Bermuda Juvenile Green Turtle Tracking
Most scientific studies of sea turtles are conducted on nesting beaches where females come ashore to lay their eggs. However, the Bermuda Turtle Project is an in-water project in which turtles are captured in their marine environment in order to learn more about their complex life histories. The Bermuda Turtle Project has assembled important data sets on size and maturity status, growth rates, sex ratios, residency, site fidelity, genetic diversity, and movement patterns in immature green turtles in Bermuda waters. We have assembled similar, but much smaller, data sets for Bermuda hawksbills. Our findings show that Bermuda serves as a year-round habitat for immature green turtles and hawksbills, providing a ‘developmental’ feeding ground for nesting beach populations that are located mostly in the Caribbean, but may exist as far away as Cyprus in the Mediterranean.

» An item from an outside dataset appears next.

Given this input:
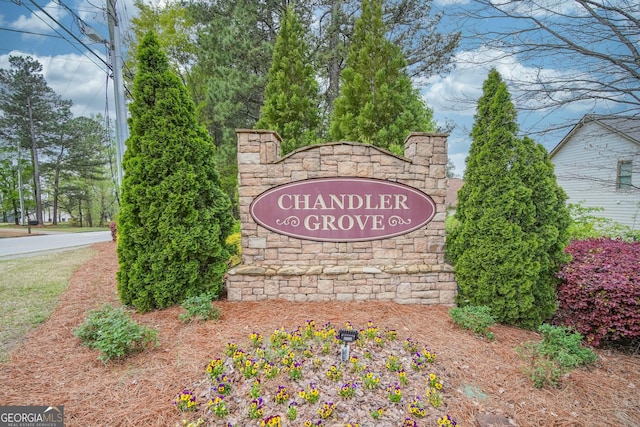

This project provides the unique opportunity to follow immature green turtles as they depart a developmental habitat. Over 3,500 immature green turtles have been captured on the seagrass flats with nets and tagged in Bermuda since the project began in 1968. Green turtles in Bermuda range in size from approximately 25 to 75 centimeters in shell length, with no recent records of adult turtles. Long-distance tag returns indicate travel south to feeding grounds in the Caribbean Sea. Starting in 2011, GPS satellite tracking units have been used to study the fine-scale movements of presumed resident turtles to learn more about how they use the habitat, what their daily and seasonal behaviors are.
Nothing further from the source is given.